Scioli: en oferta

El kirchnerismo pone su lupa sobre el gobernador desde que asumió. Scioli sabe que su fuerte es la buena imagen pública y su debilidad, la ausencia de estructura propia. En ese marco, la oposición, la declarada y la latente, estudia expectante y seductora las apariciones del ex vicepresidente. Todo el espectro político le augura virtualidad como futuro presidenciable. Nadie se anima a vaticinar al frente de qué escudería.

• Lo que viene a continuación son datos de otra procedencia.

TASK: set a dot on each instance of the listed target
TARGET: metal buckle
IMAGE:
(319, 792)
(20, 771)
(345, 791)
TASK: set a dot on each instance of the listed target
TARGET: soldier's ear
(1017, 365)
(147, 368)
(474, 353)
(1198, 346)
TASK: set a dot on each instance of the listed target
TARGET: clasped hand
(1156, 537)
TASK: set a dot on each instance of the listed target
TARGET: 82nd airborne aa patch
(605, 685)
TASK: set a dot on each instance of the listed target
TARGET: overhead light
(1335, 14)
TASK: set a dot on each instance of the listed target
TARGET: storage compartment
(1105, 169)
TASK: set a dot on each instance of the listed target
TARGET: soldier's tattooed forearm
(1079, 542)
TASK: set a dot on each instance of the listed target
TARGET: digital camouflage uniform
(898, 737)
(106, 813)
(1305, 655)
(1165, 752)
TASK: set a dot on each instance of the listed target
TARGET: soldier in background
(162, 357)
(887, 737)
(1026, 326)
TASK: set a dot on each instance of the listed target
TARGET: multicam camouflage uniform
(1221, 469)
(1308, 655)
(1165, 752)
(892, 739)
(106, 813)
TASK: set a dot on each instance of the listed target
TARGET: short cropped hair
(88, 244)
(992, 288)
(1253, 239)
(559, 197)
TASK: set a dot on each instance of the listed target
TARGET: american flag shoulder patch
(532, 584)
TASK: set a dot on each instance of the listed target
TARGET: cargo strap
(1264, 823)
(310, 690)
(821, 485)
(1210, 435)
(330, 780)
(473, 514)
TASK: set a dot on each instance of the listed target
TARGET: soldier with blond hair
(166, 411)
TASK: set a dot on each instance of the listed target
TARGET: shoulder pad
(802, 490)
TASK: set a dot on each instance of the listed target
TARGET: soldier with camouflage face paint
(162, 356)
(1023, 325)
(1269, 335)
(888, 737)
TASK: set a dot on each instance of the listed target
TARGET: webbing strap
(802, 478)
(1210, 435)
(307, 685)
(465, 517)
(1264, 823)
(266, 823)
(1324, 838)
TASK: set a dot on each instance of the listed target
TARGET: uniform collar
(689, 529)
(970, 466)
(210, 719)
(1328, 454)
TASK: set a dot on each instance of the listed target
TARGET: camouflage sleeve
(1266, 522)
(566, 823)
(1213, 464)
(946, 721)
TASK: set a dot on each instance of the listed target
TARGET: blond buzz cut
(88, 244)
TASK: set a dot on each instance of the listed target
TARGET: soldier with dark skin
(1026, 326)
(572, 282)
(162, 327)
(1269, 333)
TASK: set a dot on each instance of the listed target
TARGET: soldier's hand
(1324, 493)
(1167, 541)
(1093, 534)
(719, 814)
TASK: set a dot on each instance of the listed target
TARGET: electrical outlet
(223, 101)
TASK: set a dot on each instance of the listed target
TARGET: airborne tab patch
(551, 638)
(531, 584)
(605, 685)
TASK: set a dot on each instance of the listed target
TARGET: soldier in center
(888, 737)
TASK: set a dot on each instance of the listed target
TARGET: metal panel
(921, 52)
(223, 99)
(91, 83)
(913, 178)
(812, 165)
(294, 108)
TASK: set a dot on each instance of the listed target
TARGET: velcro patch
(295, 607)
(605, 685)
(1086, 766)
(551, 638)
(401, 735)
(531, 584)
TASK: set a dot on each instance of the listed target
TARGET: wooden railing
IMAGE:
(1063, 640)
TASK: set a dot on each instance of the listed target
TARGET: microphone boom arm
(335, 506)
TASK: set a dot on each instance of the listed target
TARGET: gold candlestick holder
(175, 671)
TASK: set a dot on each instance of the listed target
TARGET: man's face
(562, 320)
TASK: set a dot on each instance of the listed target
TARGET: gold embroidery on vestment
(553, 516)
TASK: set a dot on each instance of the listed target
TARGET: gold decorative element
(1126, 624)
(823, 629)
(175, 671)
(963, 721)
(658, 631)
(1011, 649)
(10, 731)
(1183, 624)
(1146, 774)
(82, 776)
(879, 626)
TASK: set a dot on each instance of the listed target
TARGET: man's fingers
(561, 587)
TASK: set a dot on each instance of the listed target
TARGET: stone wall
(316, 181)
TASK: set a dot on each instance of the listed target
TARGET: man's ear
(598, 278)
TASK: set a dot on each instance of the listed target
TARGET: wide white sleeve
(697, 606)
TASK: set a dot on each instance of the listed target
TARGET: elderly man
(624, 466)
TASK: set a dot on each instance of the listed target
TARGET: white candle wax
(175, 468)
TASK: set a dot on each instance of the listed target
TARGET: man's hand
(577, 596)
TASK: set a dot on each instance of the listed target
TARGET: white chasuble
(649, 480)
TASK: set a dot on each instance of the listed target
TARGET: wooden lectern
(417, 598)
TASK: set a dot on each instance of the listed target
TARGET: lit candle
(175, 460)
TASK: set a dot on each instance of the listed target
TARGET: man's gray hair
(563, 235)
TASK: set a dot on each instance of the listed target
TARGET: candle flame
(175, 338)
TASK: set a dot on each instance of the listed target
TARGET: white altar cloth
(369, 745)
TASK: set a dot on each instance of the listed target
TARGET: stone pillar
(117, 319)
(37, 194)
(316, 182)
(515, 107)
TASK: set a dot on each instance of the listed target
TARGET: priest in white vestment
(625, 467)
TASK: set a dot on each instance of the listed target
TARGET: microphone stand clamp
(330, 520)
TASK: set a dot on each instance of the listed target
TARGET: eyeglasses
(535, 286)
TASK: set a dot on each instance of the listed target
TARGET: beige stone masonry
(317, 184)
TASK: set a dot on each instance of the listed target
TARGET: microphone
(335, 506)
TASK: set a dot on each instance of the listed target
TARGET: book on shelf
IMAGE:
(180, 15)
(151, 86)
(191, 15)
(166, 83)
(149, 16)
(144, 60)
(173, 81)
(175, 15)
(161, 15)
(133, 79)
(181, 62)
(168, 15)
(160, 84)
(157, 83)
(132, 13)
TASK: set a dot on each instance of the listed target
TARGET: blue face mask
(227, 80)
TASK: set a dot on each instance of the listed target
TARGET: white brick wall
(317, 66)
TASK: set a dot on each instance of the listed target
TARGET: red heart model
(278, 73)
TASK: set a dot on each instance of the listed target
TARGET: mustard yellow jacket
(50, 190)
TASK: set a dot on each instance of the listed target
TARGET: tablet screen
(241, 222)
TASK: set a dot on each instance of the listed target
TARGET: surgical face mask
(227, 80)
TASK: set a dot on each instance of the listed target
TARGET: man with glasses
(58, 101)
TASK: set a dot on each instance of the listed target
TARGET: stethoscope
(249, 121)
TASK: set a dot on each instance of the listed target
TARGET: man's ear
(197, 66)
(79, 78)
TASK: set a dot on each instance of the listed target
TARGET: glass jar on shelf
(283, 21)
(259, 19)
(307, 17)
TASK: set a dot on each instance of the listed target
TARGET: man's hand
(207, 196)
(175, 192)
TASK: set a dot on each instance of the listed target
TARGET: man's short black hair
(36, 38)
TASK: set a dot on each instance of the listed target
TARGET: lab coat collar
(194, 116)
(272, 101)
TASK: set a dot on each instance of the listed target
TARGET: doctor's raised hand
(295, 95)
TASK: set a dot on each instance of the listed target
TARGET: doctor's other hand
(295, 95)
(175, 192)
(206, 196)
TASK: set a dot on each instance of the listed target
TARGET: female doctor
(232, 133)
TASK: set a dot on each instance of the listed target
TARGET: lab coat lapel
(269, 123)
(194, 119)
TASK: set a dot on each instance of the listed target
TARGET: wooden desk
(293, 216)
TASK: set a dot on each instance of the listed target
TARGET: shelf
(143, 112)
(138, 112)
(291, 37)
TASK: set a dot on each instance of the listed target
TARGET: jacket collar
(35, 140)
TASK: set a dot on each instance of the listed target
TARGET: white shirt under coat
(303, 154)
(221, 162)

La canción no sorprende. Se esperaba desde que fue lanzado como candidato en las vísperas de la navidad de 2006. Los primeros ciento veinte días de gobierno de Daniel Scioli al frente de la provincia de Buenos Aires estuvieron signados en mayor medida por movimientos inesperados de la tropa K que por estocadas certeras de la oposición. Sucede que para Scioli, como para muchos otros actores de la escena política local, todos los caminos, los deseados y los desconocidos, conducen al ex presidente Néstor Kirchner. La inusitada toma a punta de pistola del ministerio de Desarrollo Social; el repentino rearmado del PJ a nivel nacional con los caudillos locales del partido (Alberto Balestrini y Carlos Kunkel a la cabeza) marcándole el terreno; la aceitada relación del santacruceño con los cada vez más poderosos intendentes; el todavía irresuelto conflicto del “campo” mostraron que el ex motonauta gana mayor lugar en los medios cuando se desmarca y sienta postura propia, que cuando acata como un delfín poco convencido. El kirchnerismo pone su lupa sobre el gobernador desde que asumió. Scioli sabe que su fuerte es la buena imagen pública que sobre él ventilan las encuestas. Su debilidad, la ausencia de estructura propia. En ese marco, la oposición, la declarada y la latente, estudia expectante y seductora las apariciones del ex vicepresidente, al que todos auguran un inocultable futuro de presidenciable.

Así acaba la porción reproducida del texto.